Graças à Biblioteca Nacional Digital, pode lêr-se em mais uma Relação Circunstanciada, este testemunho:
Era mui incerto o dia em que S. Majestade entraria nesta Cidade, posto que pelas duas Fragatas Russianas entradas em 29 de junho, se soubesse, que a Esquadra Real havia saído a Barra da Cidade do Rio de Janeiro no dia 26 de abril: essa incerteza retardava as disposições, de que algumas eram de natureza de se fazerem quase ao momento da entrada do Mesmo Senhor; quando no dia 3 a Mesa do Senado da Câmara recebeu pelas oito horas da manhã o Aviso da Secretaria d'Estado em que lhe participava, que a Esquadra, que conduzia a S. Majestade assignasse para o seu desembarque; fazendo sair logo um Bando, que ordenou que se armassem as janelas das propriedades, que formavam as ruas por onde S. Majestade devia passar até à Sé; e que a Cidade se iluminasse nas três noites seguintes à sua entrada.
A Nau D. João VI, em que vinha S. Majestade, e a Sua Real Família, entrou felizmente a Barra; e lançou ferro defronte da Junqueira pelas onze horas da manhã, sendo esta pública felicidade anunciada logo à Cidade pelas salvas d'Artilharia do mar, e terra.
Pelas quatro horas da tarde soube o Senado, que S. Majestade não desembarcava; e que o faria no outro dia, vindo ao Terreiro do Paço, para receber o cortejo, que a Cidade lhe preparava; nesta noite do dia 3 a Cidade, a exemplo do Senado, se iluminou voluntariamente; dando a S. Majestade o gosto da grande perspetiva, que faz a Cidade iluminada, vista do mar.
O decreto que permanece acessível hoje no sítio do Planalto também se pôde ler no 26.º volume do Correio Braziliense, de julho de 1821, do jornalista Hipólito José da Costa.
A autora Isabel Lustosa, no livro de 2019 publicado pela Unicamp O Jornalista Que Imaginou o Brasil, contextualiza: «Antes mesmo de D. João VI desembarcar, foram-lhe apresentadas as bases da Constituição para que as jurasse e, logo depois do desembarque, ele teve de comparecer na Assembleia para ratificar o juramento. [O jornalista] Hipólito compara a situação de D. João com a das mesmas Cortes, que tiveram muitos dias para estudar e debater aquelas bases, e indaga: não seria justo, não seria decente que o rei tivesse algum tempo para considerar e ajuizar desse ato que se lhe propõem que jure, que aceite e que se obrigue a executar?

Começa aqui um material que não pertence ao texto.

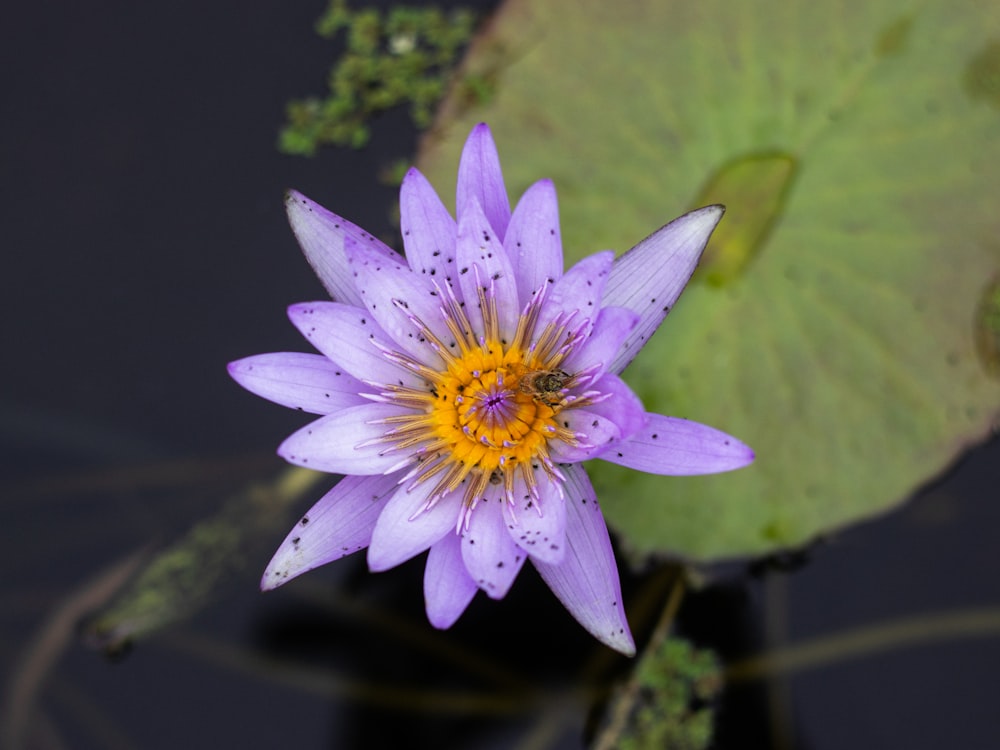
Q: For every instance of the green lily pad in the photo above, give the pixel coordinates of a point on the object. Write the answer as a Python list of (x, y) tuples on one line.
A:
[(844, 320)]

Seria o rei, então, parte indiferente nisso a que chamam novo pacto social?
Hipólito considera que a atitude das Cortes para com D. João VI seria uma forma de negação do papel político do rei, que, na prática, anulava o poder real. Com isso, perdia-se todo o sentido da opção dos revolucionários pela monarquia, pois, segundo o jornalista, era até possível compreender a existência de um Estado ou Nação sem rei, mas não via qual fosse a utilidade de um rei sem os atributos essenciais da realeza. Aludindo ao trauma deixado pela Revolução Francesa, Hipólito lembrava que talvez fosse moda falar mal dos reis, mas essa moda vinha custando caro a muitas nações, que podiam ter evitado grandes problemas sem perda maior de direitos, se tivessem conservado certas formalidades para com as pessoas a quem, para interesse público, se deve o maior respeito. O rei era o símbolo máximo do Regime e as atitudes de reverência para com ele, mesmo que não significassem poder de fato, eram úteis para a manutenção da ordem pública. No entanto, completa, qualquer mordomo de um milorde inglês tem mais representação do que se tem dado em Portugal ao rei».